[R] highly biased PCA data?

Sat Nov 6 00:36:54 CET 2004

I'd suggest you start by using lda() or qda() from MASS,
benefits being that

(a) if the frequencies in the sample do not reflect the frequencies
in the target population, you can set 'prior' to mirror the target
frequencies.  The issue is, perhaps, is your odd person odd in
a 1000 dog : 100 cat owners : 10 fish population, or odd, e.g., in
a 1000:1000:50 population?  You can also vary the prior to see
what the effect is.  If however you set a large prior probability for
a group that is poorly represented, results will be 'noisy'.  Note
the use of 'classwt' for the prior probablities for randomForest().

(b) You can plot second versus first discriminant function scores,
to get a direct graphical representation of results.
Other discrimination techniques may have to use an ordination
technique or even lds() or qds() on a >2 dimensional representation
of results, in order to get a scatterplot.
[cf MDSplot() for randomForest()]

John Maindonald             email: john.maindonald at anu.edu.au
phone : +61 2 (6125)3473    fax  : +61 2(6125)5549
Centre for Bioinformation Science, Room 1194,
John Dedman Mathematical Sciences Building (Building 27)
Australian National University, Canberra ACT 0200.

On 5 Nov 2004, at 10:18 PM, r-help-request at stat.math.ethz.ch wrote:

> From: Berton Gunter <gunter.berton at gene.com>
> Date: 5 November 2004 5:08:38 AM
> To: "'Dan Bolser'" <dmb at mrc-dunn.cam.ac.uk>, "'R-help'" 
> <r-help at stat.math.ethz.ch>
> Cc: Subject: RE: [R] highly biased PCA data?
>
> Dan:
>
> 1) There is no guarantee that PCA will show separate groups, of 
> course, as
> that is not its purpose, although it is frequently a side effect.
>
> 2) If you were to use a classification method of some sort 
> (discriminant
> analysis, neural nets, SVM's, model=based classification,  ...), my
> understanding is that yes, indeed, severely unbalanced group membership
> would, indeed, affect results.
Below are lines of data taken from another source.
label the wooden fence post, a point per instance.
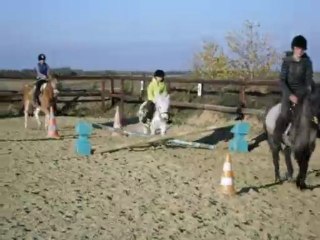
(121, 108)
(142, 86)
(103, 94)
(200, 87)
(242, 94)
(112, 91)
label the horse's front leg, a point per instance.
(46, 120)
(153, 128)
(163, 128)
(303, 162)
(287, 155)
(36, 115)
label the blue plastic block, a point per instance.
(83, 146)
(241, 128)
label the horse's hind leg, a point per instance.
(46, 118)
(36, 115)
(276, 158)
(275, 149)
(287, 155)
(26, 113)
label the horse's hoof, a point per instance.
(301, 185)
(277, 179)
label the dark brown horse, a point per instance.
(300, 140)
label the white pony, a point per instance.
(160, 117)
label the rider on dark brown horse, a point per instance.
(296, 82)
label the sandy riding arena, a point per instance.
(48, 192)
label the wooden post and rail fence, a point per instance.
(113, 93)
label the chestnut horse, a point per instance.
(47, 97)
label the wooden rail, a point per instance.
(111, 94)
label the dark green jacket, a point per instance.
(296, 76)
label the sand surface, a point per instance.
(48, 192)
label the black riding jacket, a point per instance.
(297, 76)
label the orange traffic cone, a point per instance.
(227, 179)
(117, 119)
(52, 128)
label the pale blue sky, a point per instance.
(141, 34)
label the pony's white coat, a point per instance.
(160, 117)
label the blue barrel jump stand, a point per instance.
(83, 146)
(239, 143)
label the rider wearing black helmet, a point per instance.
(296, 82)
(43, 74)
(157, 86)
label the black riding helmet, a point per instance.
(41, 57)
(159, 73)
(300, 42)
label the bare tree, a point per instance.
(211, 62)
(253, 55)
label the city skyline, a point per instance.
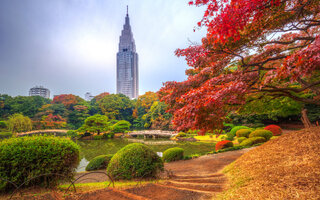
(70, 46)
(127, 63)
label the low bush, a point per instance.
(99, 162)
(72, 133)
(252, 141)
(241, 139)
(173, 154)
(233, 131)
(223, 144)
(257, 140)
(108, 135)
(25, 157)
(261, 133)
(134, 161)
(243, 133)
(276, 130)
(97, 137)
(181, 134)
(3, 125)
(227, 127)
(121, 126)
(247, 142)
(86, 134)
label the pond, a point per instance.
(92, 148)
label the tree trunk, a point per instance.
(304, 118)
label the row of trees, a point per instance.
(70, 111)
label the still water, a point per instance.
(92, 148)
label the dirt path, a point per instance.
(198, 178)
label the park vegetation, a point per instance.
(106, 112)
(135, 161)
(258, 58)
(48, 160)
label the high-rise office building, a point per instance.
(39, 91)
(127, 63)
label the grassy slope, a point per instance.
(284, 168)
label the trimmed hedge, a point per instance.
(3, 124)
(243, 133)
(223, 144)
(261, 133)
(121, 126)
(97, 137)
(26, 157)
(181, 134)
(257, 140)
(99, 162)
(252, 141)
(173, 154)
(134, 161)
(72, 133)
(233, 131)
(241, 139)
(276, 130)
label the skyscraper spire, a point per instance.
(127, 63)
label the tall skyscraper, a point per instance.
(39, 91)
(127, 63)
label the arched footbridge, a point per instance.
(39, 132)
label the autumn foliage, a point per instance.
(223, 144)
(276, 130)
(268, 47)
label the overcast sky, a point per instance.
(70, 46)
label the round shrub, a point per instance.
(173, 154)
(252, 141)
(261, 133)
(99, 162)
(97, 137)
(247, 142)
(240, 139)
(257, 140)
(243, 133)
(276, 130)
(25, 157)
(134, 161)
(3, 124)
(72, 133)
(181, 134)
(121, 126)
(223, 144)
(233, 131)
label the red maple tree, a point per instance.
(251, 46)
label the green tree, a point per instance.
(28, 106)
(117, 106)
(121, 126)
(157, 117)
(95, 124)
(19, 123)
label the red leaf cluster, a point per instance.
(252, 46)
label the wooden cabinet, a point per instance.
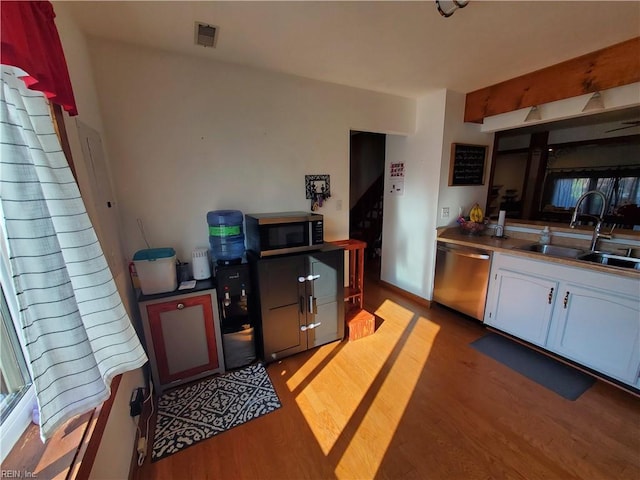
(300, 301)
(521, 304)
(182, 336)
(589, 317)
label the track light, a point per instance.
(447, 7)
(595, 103)
(533, 115)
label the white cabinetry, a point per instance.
(590, 317)
(521, 305)
(599, 329)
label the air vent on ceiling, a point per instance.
(206, 35)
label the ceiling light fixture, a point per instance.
(533, 115)
(447, 7)
(595, 103)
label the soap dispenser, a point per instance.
(545, 236)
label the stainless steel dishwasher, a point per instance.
(462, 277)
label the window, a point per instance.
(14, 375)
(621, 187)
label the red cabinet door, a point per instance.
(183, 336)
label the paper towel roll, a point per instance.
(501, 218)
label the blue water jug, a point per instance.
(226, 236)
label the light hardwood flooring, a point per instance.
(415, 401)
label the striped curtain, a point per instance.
(77, 332)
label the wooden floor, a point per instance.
(415, 401)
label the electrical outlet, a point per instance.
(135, 404)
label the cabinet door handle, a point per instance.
(309, 277)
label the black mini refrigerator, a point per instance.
(233, 287)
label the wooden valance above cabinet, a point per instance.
(610, 67)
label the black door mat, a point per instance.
(546, 371)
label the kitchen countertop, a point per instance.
(511, 245)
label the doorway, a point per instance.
(366, 193)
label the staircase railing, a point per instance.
(366, 215)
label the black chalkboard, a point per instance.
(467, 164)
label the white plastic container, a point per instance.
(156, 269)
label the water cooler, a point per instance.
(236, 321)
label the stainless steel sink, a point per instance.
(606, 258)
(554, 250)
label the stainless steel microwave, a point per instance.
(284, 232)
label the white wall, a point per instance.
(456, 131)
(114, 455)
(410, 220)
(408, 232)
(188, 136)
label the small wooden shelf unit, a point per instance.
(360, 323)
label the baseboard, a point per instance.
(411, 296)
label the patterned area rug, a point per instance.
(194, 413)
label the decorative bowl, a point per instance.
(472, 228)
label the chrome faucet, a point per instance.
(597, 234)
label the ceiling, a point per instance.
(401, 48)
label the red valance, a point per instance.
(30, 41)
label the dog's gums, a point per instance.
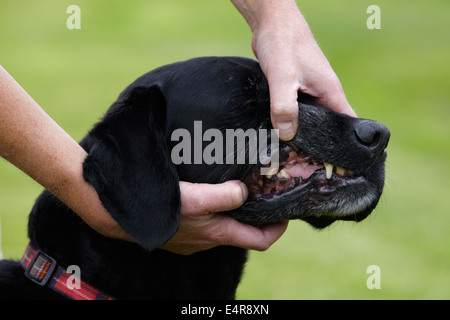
(295, 170)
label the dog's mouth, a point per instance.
(296, 170)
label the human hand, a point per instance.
(292, 61)
(202, 226)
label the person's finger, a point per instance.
(253, 238)
(203, 197)
(283, 104)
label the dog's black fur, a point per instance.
(129, 165)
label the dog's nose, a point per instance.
(371, 136)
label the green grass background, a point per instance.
(399, 75)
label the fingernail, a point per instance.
(244, 191)
(286, 130)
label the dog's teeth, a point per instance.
(271, 172)
(340, 171)
(329, 169)
(283, 174)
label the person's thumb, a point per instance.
(284, 107)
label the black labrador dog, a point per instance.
(333, 169)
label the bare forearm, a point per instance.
(273, 12)
(34, 143)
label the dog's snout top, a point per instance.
(371, 136)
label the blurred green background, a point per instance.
(399, 75)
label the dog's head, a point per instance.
(180, 123)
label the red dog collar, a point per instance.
(43, 270)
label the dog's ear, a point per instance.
(130, 167)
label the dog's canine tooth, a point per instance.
(329, 169)
(340, 171)
(271, 172)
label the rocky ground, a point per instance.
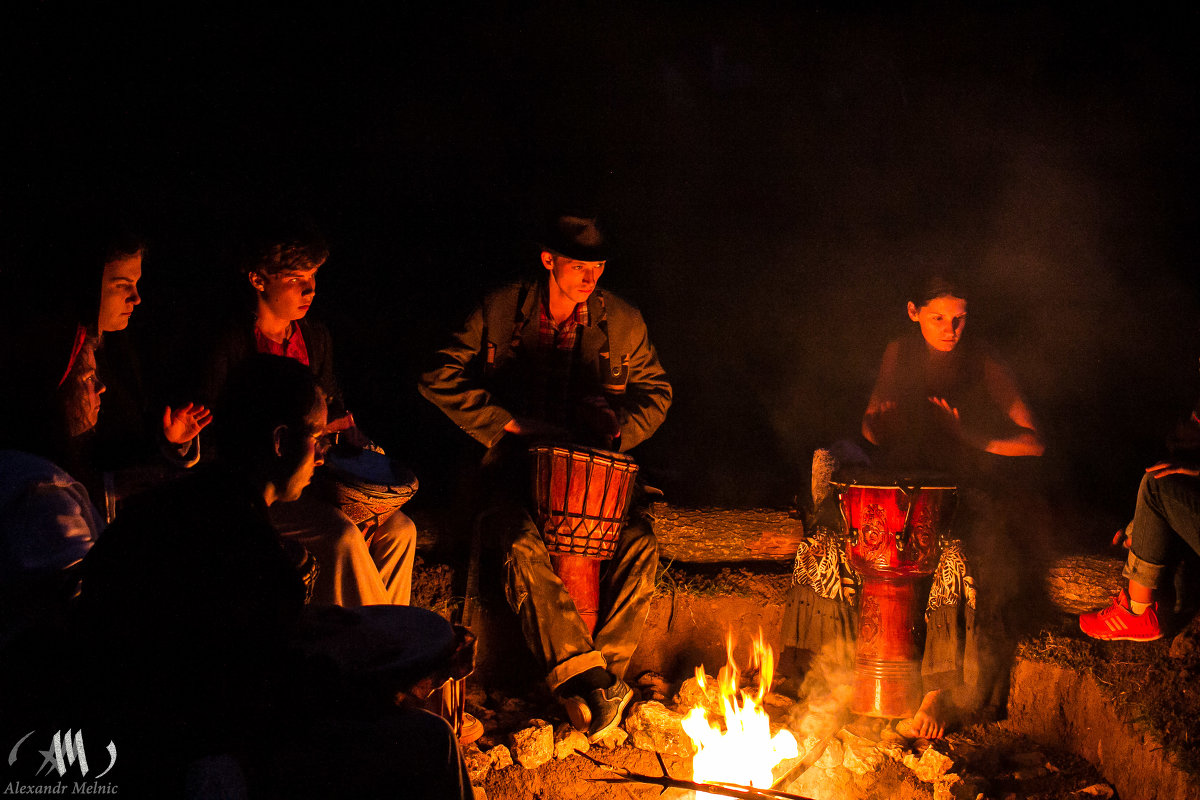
(1081, 719)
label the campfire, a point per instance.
(735, 744)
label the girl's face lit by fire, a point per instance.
(942, 320)
(286, 295)
(119, 292)
(85, 395)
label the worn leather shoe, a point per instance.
(606, 707)
(577, 711)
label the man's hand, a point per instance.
(181, 425)
(1164, 468)
(599, 416)
(948, 414)
(348, 432)
(1123, 536)
(525, 426)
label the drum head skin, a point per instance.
(876, 477)
(367, 468)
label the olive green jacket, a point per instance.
(474, 383)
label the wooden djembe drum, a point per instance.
(894, 535)
(581, 497)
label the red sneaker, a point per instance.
(1119, 623)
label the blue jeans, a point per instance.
(1167, 516)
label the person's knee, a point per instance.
(641, 543)
(345, 536)
(400, 531)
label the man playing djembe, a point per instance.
(555, 359)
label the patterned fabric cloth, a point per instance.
(821, 566)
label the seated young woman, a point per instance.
(47, 519)
(941, 404)
(138, 441)
(281, 269)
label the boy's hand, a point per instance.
(181, 425)
(1164, 468)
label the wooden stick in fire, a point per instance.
(667, 782)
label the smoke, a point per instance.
(826, 695)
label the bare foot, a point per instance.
(929, 720)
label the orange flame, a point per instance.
(738, 746)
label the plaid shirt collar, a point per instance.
(559, 336)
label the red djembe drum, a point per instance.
(581, 495)
(894, 534)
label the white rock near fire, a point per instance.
(654, 727)
(568, 740)
(534, 746)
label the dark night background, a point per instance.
(771, 172)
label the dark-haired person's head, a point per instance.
(53, 395)
(940, 310)
(100, 258)
(282, 271)
(271, 423)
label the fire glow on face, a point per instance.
(735, 745)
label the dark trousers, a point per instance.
(550, 621)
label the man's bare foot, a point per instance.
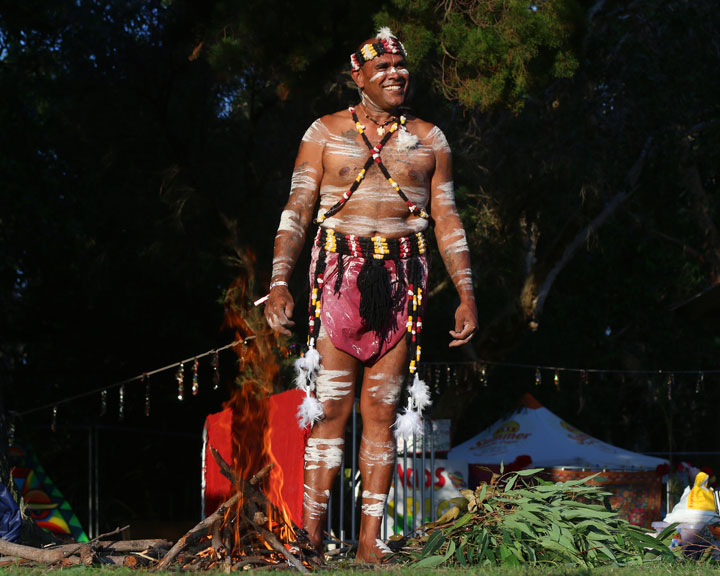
(371, 552)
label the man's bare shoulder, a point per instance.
(428, 133)
(337, 121)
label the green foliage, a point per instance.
(520, 519)
(489, 54)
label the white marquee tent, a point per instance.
(551, 443)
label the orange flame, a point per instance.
(250, 401)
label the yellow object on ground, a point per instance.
(701, 497)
A guess is that Bayesian or other 
> methods
> that could explicitly model the prior membership probabilities would do
> better. To make it clear why, suppose that there was a 99.9% 
> preference of
> "dog" and .05% each of the others. Than your datasets would have 
> almost no
> information on how covariates could distinguish the classes and the 
> best
> classifier would be to call everything a "dog" no matter what values 
> the
> covariates had.
>
> I presume experts will have more and better to say about this.
>
> -- Bert Gunter
>
>
>> [mailto:r-help-bounces at stat.math.ethz.ch] On Behalf Of Dan Bolser
>> Sent: Thursday, November 04, 2004 9:41 AM
>> To: R mailing list
>> Subject: [R] highly biased PCA data?
>>
>> Hello, supposing that I have two or three clear categories
>> for my data, lets say pet preferece across fish, cat, dog. Lets say 
>> most
>> people rate their preference as being mostly one of the categories.
>>
>> I want to do pca on the data to see three 'groups' of people,
>> one group for fish, one for cat and one for dog. I would like to see
>> the odd person who likes both or all three in the (appropriate) 
>> middle of
>> the other main groups.
>>
>> Will my data be affected by the fact that I have interviewed 1000 dog
>> owners, 100 cat owners and 10 fish owners? (assuming that
>> each scale of preference has an equal range).
>>
>> Cheers,
>> dan.